The John Fluevog store in Vancouver’s Gastown is an example of how new can be mixed with old and produce great results.

The John Fluevog store in Vancouver’s Gastown is an example of how new can be mixed with old and produce great results.

Nelson’s past must meet its present

Is Nelson's commitment to heritage limiting creativity and the community's future?

Walking through Victoria’s downtown core as a child, I loved looking down at a unique strip of bricks on Government Street.

Each brick had a name on it. The names were of those who founded Fort Victoria, and the line of bricks ran the perimeter of where the old fort stood.

From Market Square to the Inner Harbour and Chinatown — which is the oldest in Canada and only second in age to San Francisco’s in North America — Victoria is saturated in history and heritage.

When I moved to Vancouver after university I immediately found myself drawn to the Gastown neighbourhood, which reminded me of home. But what I loved most about Gastown was the juxtaposition of old and new.

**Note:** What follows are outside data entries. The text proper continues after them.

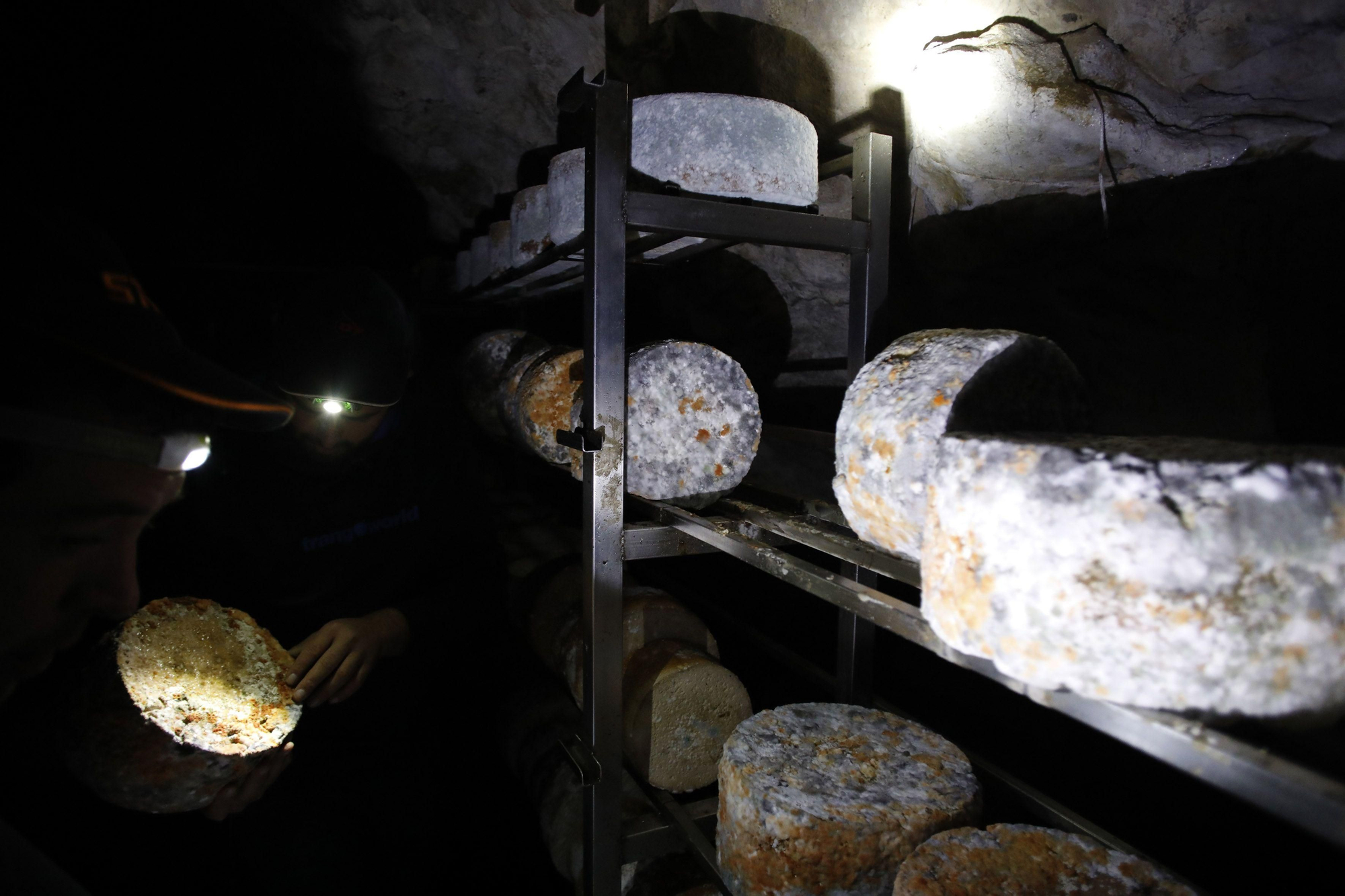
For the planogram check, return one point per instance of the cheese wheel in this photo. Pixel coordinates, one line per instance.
(727, 146)
(828, 798)
(922, 385)
(566, 196)
(648, 615)
(693, 421)
(549, 400)
(1024, 860)
(562, 815)
(531, 225)
(680, 705)
(462, 271)
(482, 373)
(481, 259)
(194, 698)
(1159, 572)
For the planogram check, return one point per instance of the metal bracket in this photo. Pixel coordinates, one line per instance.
(582, 758)
(587, 440)
(578, 91)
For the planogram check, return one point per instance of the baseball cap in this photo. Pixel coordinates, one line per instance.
(346, 335)
(79, 294)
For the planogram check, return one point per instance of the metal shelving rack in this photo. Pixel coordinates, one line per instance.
(759, 536)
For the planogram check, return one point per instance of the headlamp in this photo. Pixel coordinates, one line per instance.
(334, 405)
(174, 452)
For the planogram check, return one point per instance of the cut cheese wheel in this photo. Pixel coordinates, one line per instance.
(196, 697)
(481, 259)
(462, 271)
(827, 798)
(566, 196)
(531, 224)
(648, 615)
(693, 421)
(727, 146)
(1023, 860)
(680, 705)
(1159, 572)
(482, 373)
(549, 400)
(922, 385)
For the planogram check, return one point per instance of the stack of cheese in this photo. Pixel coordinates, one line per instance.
(680, 704)
(1023, 860)
(188, 697)
(828, 798)
(693, 423)
(705, 143)
(1171, 573)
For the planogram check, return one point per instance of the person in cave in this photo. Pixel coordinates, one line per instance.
(319, 530)
(106, 415)
(333, 534)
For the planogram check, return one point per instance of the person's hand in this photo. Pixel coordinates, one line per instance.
(332, 663)
(240, 795)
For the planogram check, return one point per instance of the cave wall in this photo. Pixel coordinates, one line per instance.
(1011, 116)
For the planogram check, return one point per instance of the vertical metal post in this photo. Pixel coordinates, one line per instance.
(609, 155)
(872, 179)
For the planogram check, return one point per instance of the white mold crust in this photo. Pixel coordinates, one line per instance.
(482, 373)
(1159, 572)
(1024, 860)
(828, 798)
(727, 146)
(208, 676)
(693, 421)
(531, 224)
(903, 401)
(566, 196)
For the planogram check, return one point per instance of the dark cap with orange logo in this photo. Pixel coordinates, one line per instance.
(345, 337)
(83, 296)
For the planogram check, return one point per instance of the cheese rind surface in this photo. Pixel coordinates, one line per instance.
(922, 385)
(828, 798)
(727, 146)
(566, 196)
(531, 224)
(693, 421)
(1024, 860)
(1157, 572)
(680, 705)
(482, 373)
(180, 701)
(549, 400)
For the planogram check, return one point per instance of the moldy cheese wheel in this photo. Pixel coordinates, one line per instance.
(1024, 860)
(922, 385)
(1174, 573)
(828, 798)
(194, 698)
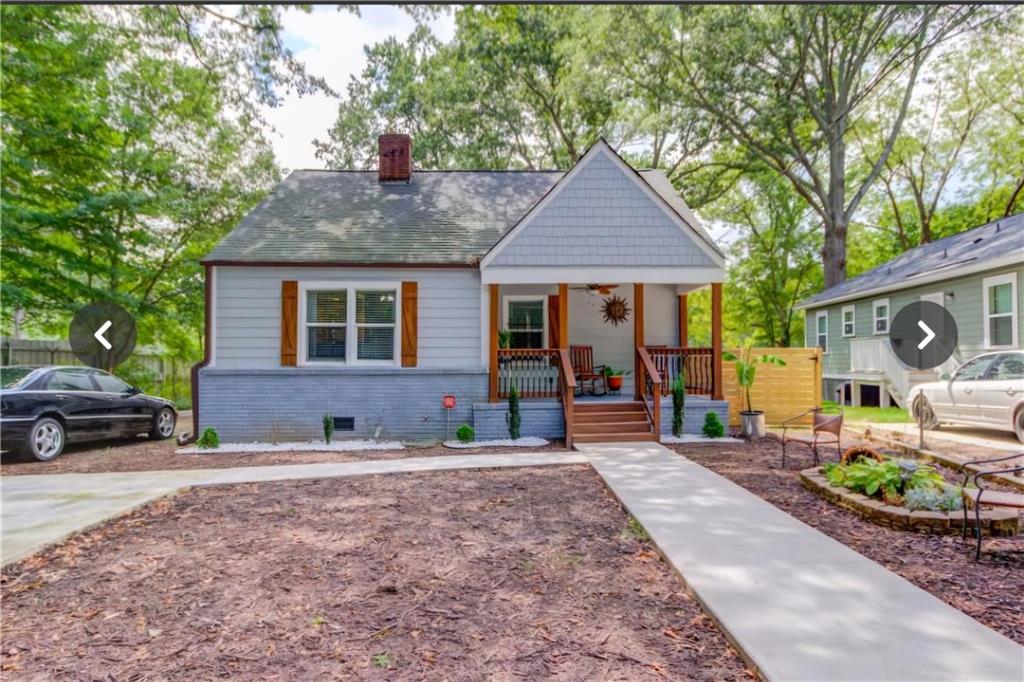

Vancouver has become known as the Emerald City — partially due to its towering green glass buildings — but wedged in between all of those modern skyscrapers are remnants of the city’s past.

One of my favourite examples of this is the John Fluevog shoe store in Gastown. My friends have often heard me refer to the store as a cathedral of footwear. (I had a bit of a shoe obsession before moving to the mountains and trading my high heels for Birkenstocks.)

It is a beautiful glass building sandwiched between two heritage buildings; a wonderful example of old married with new.

In my time in Nelson I have fallen in love with the heritage and history of the community, but I’m starting to wonder if we’re a bit stuck in the past.

From the nostalgia around the Civic Theatre building to the conversation around the changes to the City’s heritage commissions, it seems as though some people are unwilling to step into the future.

Not all cultural trends are particularly nice to look at — for example the hairdos of Flock of Seagulls or some of Cher’s wardrobe choices — but they were influential and important in terms of artistic and creative expression.

What if architects like Frank Lloyd Wright had been restricted by heritage preservation? He may never have created Fallingwater.

Imagine how much different Seattle Centre would look without the dramatic design of the Experience Music Project/Science Fiction Hall of Fame and Museum.

What would Nelson look like if we opened up our vacant lots to developers with new architectural design ideas mixed with images from our past?

If we truly are a great little arts town, should we really be restricting someone’s creative vision?

Memories and history are important, and need to be recognized and cherished by a community, but we don’t need to create living shrines to the past.

First dates and kisses at the Civic Theatre are important, but perhaps the interests of the community have changed.

Maybe my generation would rather watch movies on NetFlix or AppleTV or go climbing rather than sitting in a movie theatre.

Just because we don’t have a movie theatre in the Civic or incorporate modern architecture into the downtown core, doesn’t mean we don’t respect our heritage.

By firmly labeling Nelson as a heritage community and by deterring design concepts and ideas that stray from the city’s heritage vision, we are also restricting what could be great modern design.

Design, art and architecture of today will be the heritage of tomorrow and by restricting what could be because of what was, we are limiting the legacy we leave to future generations.